Юрий Колкер - Из песни злого не выкинешь (прошлое с бантиком)
Я прочитал что-то.
— Прочтите еще, — сдержанно предложил Семенов. Был он длинноволос и сутул, мал ростом, с длинным носом. Я прочитал еще. Обсуждения и критики не последовало.
Помещение напоминало классную комнату: три колонки похожих на парты столов для слушателей, стол для преподавателя. Семенов представил собравшимся поэтессу, «только что вернувшуюся из Сибири», чуть ли не Лидию Гладкую. Уступил ей место. Она вышла из рядов, села за учительский стол (я думал, что стихи читают только стоя) и стала читать, переворачивая страницу за страницей (тоже новость для меня; я читал на память). Стихи показались мне замечательными. Непонятно было, как с такими стихами она не знаменита. Чем больше она читала, а читала она много, тем большим я чувствовал себя ничтожеством. Но это были цветочки. После нее читали по кругу.

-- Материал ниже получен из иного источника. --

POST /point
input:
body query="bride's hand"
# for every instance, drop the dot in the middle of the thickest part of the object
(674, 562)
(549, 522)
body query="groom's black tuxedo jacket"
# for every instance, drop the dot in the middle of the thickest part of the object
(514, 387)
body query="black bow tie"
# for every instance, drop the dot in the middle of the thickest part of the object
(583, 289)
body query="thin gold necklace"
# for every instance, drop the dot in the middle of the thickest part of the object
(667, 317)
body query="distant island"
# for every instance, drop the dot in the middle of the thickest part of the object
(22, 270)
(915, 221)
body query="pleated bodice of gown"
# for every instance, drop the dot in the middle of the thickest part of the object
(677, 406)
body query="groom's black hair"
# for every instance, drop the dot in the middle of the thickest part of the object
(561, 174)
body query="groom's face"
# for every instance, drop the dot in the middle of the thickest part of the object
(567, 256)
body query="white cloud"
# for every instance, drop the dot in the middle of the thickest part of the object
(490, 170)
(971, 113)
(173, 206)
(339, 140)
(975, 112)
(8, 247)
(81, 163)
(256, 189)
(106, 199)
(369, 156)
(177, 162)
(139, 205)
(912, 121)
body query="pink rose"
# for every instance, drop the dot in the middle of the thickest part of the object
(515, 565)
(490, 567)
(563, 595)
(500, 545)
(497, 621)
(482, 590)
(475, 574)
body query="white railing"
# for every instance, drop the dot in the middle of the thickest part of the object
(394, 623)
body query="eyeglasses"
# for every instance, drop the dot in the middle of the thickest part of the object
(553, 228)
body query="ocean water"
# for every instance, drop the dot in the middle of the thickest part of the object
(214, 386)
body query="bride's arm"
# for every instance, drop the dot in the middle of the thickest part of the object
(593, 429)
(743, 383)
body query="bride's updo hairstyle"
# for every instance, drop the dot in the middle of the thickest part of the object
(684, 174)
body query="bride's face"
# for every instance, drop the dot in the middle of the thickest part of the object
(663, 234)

Каждый из немолодых людей, все какие-то потрепанные, помятые, незначительной внешности, прочел по одному стихотворению — и все стихи были профессиональны. У Вечтомовой — все плохи, а здесь — все хороши! И никто, начиная с Глеба Семенова, никому за пределами этой мастерской не известен… Возвращался я совершенно раздавленным. Жить было некуда.
В 1968 году прошел слух, что при союзе писателей набирают молодежное литературное объединение, не обычное, каких много, а центральное, городское. Те, кто попадут в него, уж точно — таланты. Набирал Глеб Семенов. Набор шел в несколько туров, в гостиных Шереметевского особняка на Неве. В ту пору это был Дом писателя, главное гнездо союза писателей.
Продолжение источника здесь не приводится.